Nosso Código de Processo Penal, apesar de datado de 1941, sob os auspícios da ditadura Vargas, estabelece requisitos mínimos para que os direitos fundamentais à privacidade e liberdade possam ser legalmente restringidos por uma busca pessoal.

Na dicção do artigo 244 do CPP, a revista pessoal prescinde de mandado judicial “no caso de prisão ou quando houver fundada suspeita de que a pessoa esteja na posse de arma proibida ou de objetos ou papéis que constituam corpo de delito, ou quando a medida for determinada no curso de busca domiciliar”.

Diante da vagueza da expressão “fundada suspeita”, mentes autoritárias interpretam a norma jurídica em manifesta desconformidade com a teleologia dos direitos e garantias processuais fundamentais. Na práxis penal, interpretações subjetivas ditam a necessidade da abordagem policial, às vezes até de uma forma contraditória, a exemplo de se considerar comportamento suspeito o nervosismo e também a extrema tranquilidade (entendida como frieza), estar sozinho em local ermo ou em meio a uma multidão.
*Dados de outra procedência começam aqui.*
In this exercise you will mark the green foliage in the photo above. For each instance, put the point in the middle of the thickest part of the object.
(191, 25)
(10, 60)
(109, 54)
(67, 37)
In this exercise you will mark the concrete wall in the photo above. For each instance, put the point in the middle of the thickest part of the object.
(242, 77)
Sobre a abrangência conceitual de fundada suspeita, leciona Lopes Junior: “uma cláusula genérica, de conteúdo vago, impreciso e indeterminado, que remete à ampla e plena subjetividade (e arbitrariedade) do policial. […]. Assim, por mais que se tente definir a ‘fundada suspeita’, nada mais se faz que pura ilação teórica, pois os policiais continuarão abordando quem e quando eles quiserem” [1].
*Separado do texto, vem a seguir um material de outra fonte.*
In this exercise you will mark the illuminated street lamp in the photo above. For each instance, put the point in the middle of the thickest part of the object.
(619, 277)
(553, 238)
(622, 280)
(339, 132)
A bem da verdade, no Brasil, suspeita é a pessoa que se enquadra no estereótipo de criminoso, e não sua atitude, como se vigorasse o direito penal do autor em detrimento ao direito penal do fato. Por conseguinte, esse malogrado excesso de subjetivismo no entendimento do que seria fundada suspeita é especialmente pernicioso aos mais vulneráveis, historicamente público alvo predileto do sistema penal.

Segundo dados do Centro de Estudos de Segurança e Cidadania, do Rio de Janeiro, coletados em 2022, 63% das pessoas abordadas em busca pessoal pela polícia naquela cidade são de pele negra, e 79% das pessoas que tiveram abordagem policial domiciliar também eram negras. As buscas pessoais motivadas pela denominada atitude suspeita representam quase a totalidade desse tipo de conduta policial-estatal [2].

Essa discricionariedade estatal — pessoas ricas e brancas circulando livremente na sociedade ao passo que os pobres e negros sendo constantemente abordados sob o pretexto de atividade rotineira da polícia — não encontra guarida em um Estado Democrático de Direito, cuja função punitiva é legitimada por ideais de liberdade e igualdade. A convivência harmônica entre democracia e ius puniendi tem como pressuposto fundamental o respeito ao princípio da dignidade da pessoa humana, sob pena de legitimação de práticas de racismo estrutural e mesmo aporofobia.

Há muito tempo, a melhor doutrina critica a completa ausência de requisitos objetivos mínimos para legitimar as abordagens policiais, especialmente dirigidas aos grupos socioeconomicamente mais vulneráveis, estigmatizados como potenciais delinquentes.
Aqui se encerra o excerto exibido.